Teman-teman sekelas segan mendekatinya. Tapi aku, justru makin penasaran. Kadang, saat seseorang berhenti mencoba bicara dengannya, ekspresinya tampak kecewa. Dari hal-hal kecil seperti itu, perhatianku padanya tumbuh semakin dalam. Mungkin terdengar seperti penguntit, tapi aku hanya ingin tahu siapa sebenarnya Lya.
Apakah dia kesepian? Ingin punya seseorang untuk diajak bicara? Aku sering membayangkan—kalau aku mendekatinya, apa reaksi yang akan kau tunjukkan? Akan senang? Gugup? Atau malah menjauh?
Jika aku sampai bisa memilikimu, mungkin aku akan menangis bahagia. Kedengarannya berlebihan, tapi kali ini aku benar-benar ingin mencintai seseorang dengan tulus. Selama ini aku hanya menerima cinta, bukan memperjuangkannya. Dulu aku pernah berpacaran jarak jauh, dan hubungan itu berakhir karena aku tidak cukup perhatian. Aku sempat merasa sedih karena kupikir aku mencintainya, tapi ternyata aku hanya merasa bersalah.
Namun perasaanku pada Lya berbeda. Aku tidak pernah sebegini tergila-gila memperhatikan seseorang. Aku tidak peduli jika orang lain sadar aku sering meliriknya—saat ia masuk kelas, saat belajar, bahkan saat dijemput pria berparas cantik yang terlihat dewasa. Sejak itu aku mulai cemburu, meski Lya bukan milikku.
Aku ingin tahu siapa pria itu. Mungkin keluarganya? Aku tidak mau menyimpulkan sendiri dan menyesal karena menahan perasaan. Karena Lya satu-satunya yang membuatku kehilangan kendali, meski biasanya aku selalu tenang.
Sampai akhirnya, di tengah semester 5, aku seperti kerasukan. Saat Lya berjalan sendirian sepulang kuliah dan tidak ada orang di sekitar, aku mengejarnya. Dengan spontan, aku menggenggam tangannya untuk menghentikannya.
”Aku menyukaimu! Jadilah pacarku, Lya!” Segera kuserukan pernyataan itu.
Wajah Lya terkejut bukan karena pernyataanku tetapi karena sentuhanku yang tiba-tiba. Dia segera menepisnya dan menatap tajam padaku.
”Kau gila? Memangnya kita saling kenal?” itulah yang dia katakan sambil melemparkan ekspresi tidak senang. Hatiku seketika berdenyut, sakit.

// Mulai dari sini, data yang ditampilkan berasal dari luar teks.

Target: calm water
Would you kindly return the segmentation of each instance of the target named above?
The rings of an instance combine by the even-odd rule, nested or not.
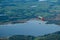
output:
[[[0,37],[11,35],[45,35],[60,31],[60,26],[45,24],[40,20],[30,20],[26,23],[0,25]]]

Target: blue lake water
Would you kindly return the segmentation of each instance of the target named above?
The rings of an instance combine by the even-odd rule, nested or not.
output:
[[[12,35],[45,35],[60,31],[60,26],[55,24],[45,24],[40,20],[30,20],[26,23],[0,25],[0,37]]]

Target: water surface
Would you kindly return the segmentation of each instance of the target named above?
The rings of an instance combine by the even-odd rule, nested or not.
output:
[[[60,26],[55,24],[45,24],[40,20],[29,20],[26,23],[0,25],[0,37],[12,35],[33,35],[41,36],[60,31]]]

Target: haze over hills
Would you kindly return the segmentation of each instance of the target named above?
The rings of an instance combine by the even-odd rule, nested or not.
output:
[[[42,16],[45,20],[60,14],[59,0],[2,0],[0,1],[0,24]],[[48,18],[47,18],[48,17]]]

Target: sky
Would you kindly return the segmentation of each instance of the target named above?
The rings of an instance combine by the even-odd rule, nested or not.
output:
[[[39,0],[39,1],[46,1],[46,0]]]

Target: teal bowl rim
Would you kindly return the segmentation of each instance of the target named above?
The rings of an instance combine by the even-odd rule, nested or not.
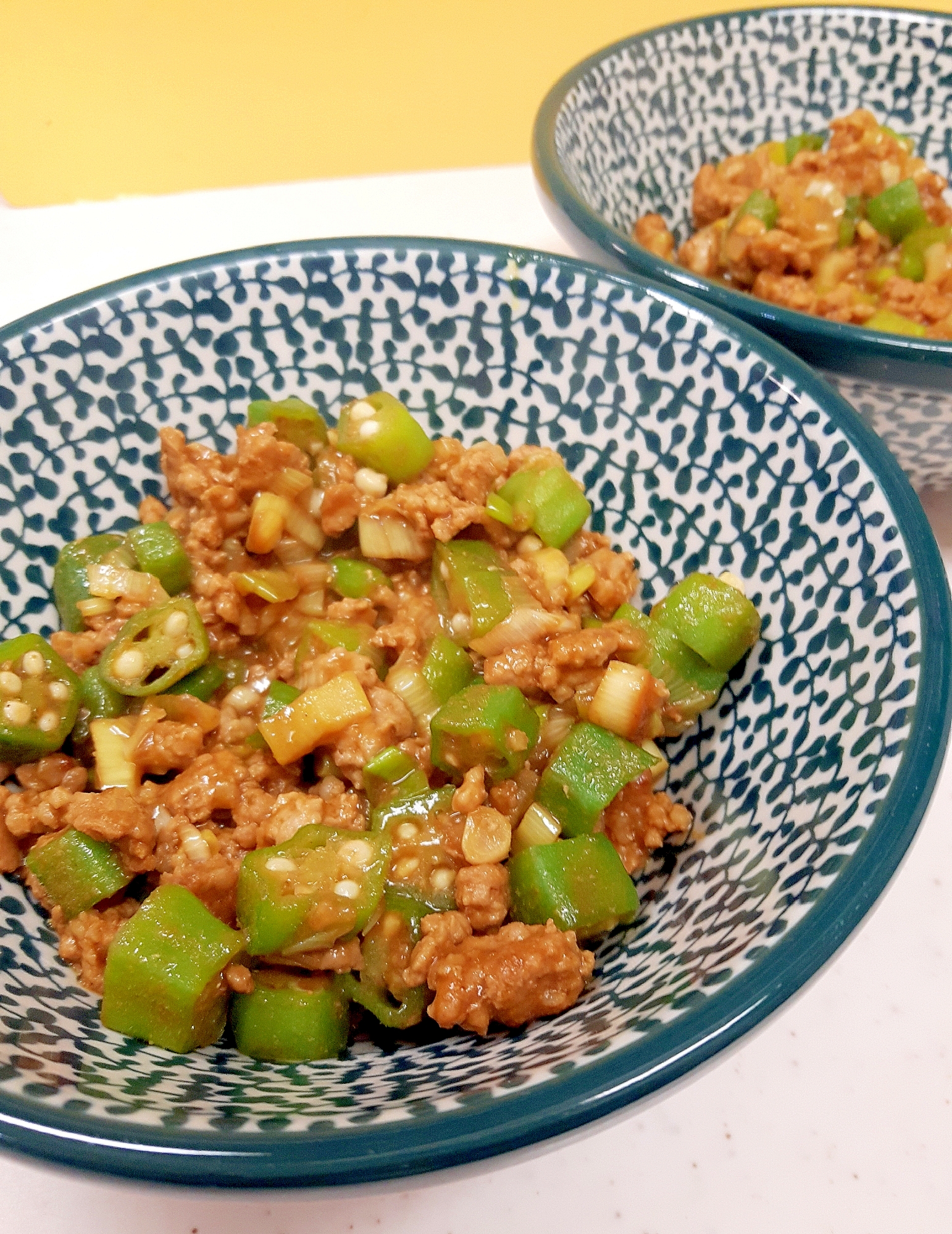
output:
[[[930,17],[945,21],[952,26],[952,14],[937,12],[935,10],[916,9],[878,9],[864,5],[777,5],[765,9],[735,9],[731,12],[710,14],[705,17],[693,17],[687,21],[673,21],[665,26],[654,26],[651,30],[641,31],[638,35],[629,35],[609,43],[601,51],[586,57],[573,68],[568,69],[555,85],[549,90],[535,115],[533,125],[531,162],[533,172],[540,189],[549,200],[568,218],[568,221],[602,252],[610,254],[620,262],[626,270],[647,279],[660,281],[666,286],[677,288],[681,292],[703,300],[705,305],[713,305],[735,317],[744,318],[751,326],[768,331],[784,338],[803,341],[809,349],[809,359],[829,364],[834,371],[850,371],[853,375],[862,375],[863,365],[871,362],[879,362],[889,365],[901,365],[901,371],[897,373],[897,380],[908,384],[916,384],[916,378],[910,370],[911,364],[938,366],[942,370],[952,370],[952,341],[913,338],[905,334],[887,334],[878,329],[867,329],[864,326],[851,326],[846,322],[827,321],[825,317],[813,317],[810,313],[797,312],[792,308],[783,308],[772,305],[766,300],[757,300],[755,296],[742,291],[734,291],[721,286],[712,279],[693,274],[673,262],[667,262],[646,248],[636,244],[622,232],[615,231],[585,201],[575,189],[568,176],[562,169],[559,154],[555,148],[555,125],[559,111],[570,91],[593,68],[601,64],[607,57],[614,56],[626,47],[631,47],[645,38],[657,35],[676,33],[698,26],[712,25],[718,21],[728,21],[731,17],[758,17],[776,14],[829,14],[842,12],[847,15],[868,15],[882,17],[884,21],[892,19]],[[868,373],[871,380],[877,376],[887,376],[887,371]],[[917,374],[922,376],[921,371]],[[938,381],[946,386],[952,379],[952,373],[943,373]],[[932,385],[934,383],[929,383]]]
[[[312,1133],[223,1135],[168,1130],[44,1108],[0,1093],[0,1148],[76,1170],[189,1187],[353,1187],[448,1170],[539,1144],[642,1099],[776,1012],[832,958],[885,890],[929,805],[952,721],[952,600],[925,511],[895,459],[825,381],[781,344],[691,296],[575,258],[502,244],[428,237],[292,241],[178,262],[92,288],[0,329],[0,344],[143,284],[217,270],[226,264],[361,249],[424,247],[445,254],[545,263],[688,307],[762,355],[813,397],[877,478],[909,548],[922,619],[920,697],[899,771],[879,814],[832,886],[766,955],[702,1004],[633,1045],[480,1108],[430,1113],[406,1123]],[[910,805],[911,802],[911,805]]]

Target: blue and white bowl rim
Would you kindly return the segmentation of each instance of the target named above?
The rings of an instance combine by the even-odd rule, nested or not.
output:
[[[446,255],[561,265],[626,290],[646,291],[668,306],[687,306],[788,374],[823,406],[876,474],[909,547],[921,613],[922,660],[920,695],[899,774],[863,843],[837,875],[835,895],[821,896],[766,955],[703,1003],[585,1069],[494,1099],[478,1111],[456,1108],[372,1128],[305,1134],[261,1130],[247,1140],[120,1124],[59,1108],[43,1107],[39,1120],[41,1107],[0,1092],[0,1148],[116,1177],[244,1188],[380,1183],[527,1149],[657,1093],[761,1024],[803,990],[846,942],[894,877],[915,837],[938,779],[952,721],[952,603],[938,547],[895,459],[853,408],[792,352],[730,313],[640,275],[613,274],[534,249],[419,236],[339,237],[234,249],[129,275],[0,328],[0,346],[109,296],[236,262],[419,247]],[[911,808],[910,801],[915,802]]]
[[[710,22],[726,22],[731,17],[760,17],[769,16],[771,14],[778,16],[781,14],[824,14],[836,10],[852,15],[876,16],[883,21],[890,17],[924,17],[952,23],[952,15],[935,10],[877,9],[860,5],[777,5],[767,9],[737,9],[732,12],[710,14],[707,17],[672,21],[665,26],[654,26],[651,30],[641,31],[638,35],[629,35],[626,38],[609,43],[607,47],[581,60],[561,77],[549,94],[546,94],[545,99],[543,99],[533,126],[531,158],[535,176],[543,190],[555,201],[583,236],[610,254],[615,262],[620,262],[624,269],[635,269],[639,278],[645,278],[646,270],[663,271],[666,279],[677,284],[686,294],[702,297],[705,305],[714,305],[716,308],[734,316],[742,313],[747,320],[757,315],[765,322],[771,322],[772,328],[778,333],[787,332],[794,336],[797,333],[810,333],[818,346],[821,344],[832,353],[837,348],[848,347],[863,358],[871,360],[878,359],[879,363],[893,359],[922,359],[930,364],[940,364],[952,370],[952,341],[946,342],[937,338],[888,334],[879,329],[867,329],[864,326],[851,326],[846,322],[830,321],[826,317],[814,317],[810,313],[797,312],[793,308],[783,308],[779,305],[769,304],[767,300],[756,300],[742,291],[734,291],[731,288],[714,283],[712,279],[693,274],[675,262],[666,262],[663,258],[649,253],[647,249],[635,243],[634,239],[624,236],[607,223],[585,201],[565,174],[555,148],[555,126],[559,112],[572,89],[587,73],[633,43],[638,43],[647,37],[654,38],[667,33],[687,31]],[[871,376],[874,376],[874,374],[871,374]],[[952,371],[950,373],[950,380],[952,381]]]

Reaksi yang selama ini kubayangkan hancur lebur, tidak ada dari semuanya yang menjadi kenyataan. Sekarang bahkan aku menerima sedikit makian dan tatapan tidak senang walau itu juga salahku.
”Maaf... Aku terburu-buru...” Payahnya aku malah terbata ”Aku selama ini menyukaimu... mungkin sudah sejak semester 3... jadi... aku ingin mengatakannya... Kau tahu? Semester depan kita semua akan sulit bertemu karena ada magang dan lain-lain...”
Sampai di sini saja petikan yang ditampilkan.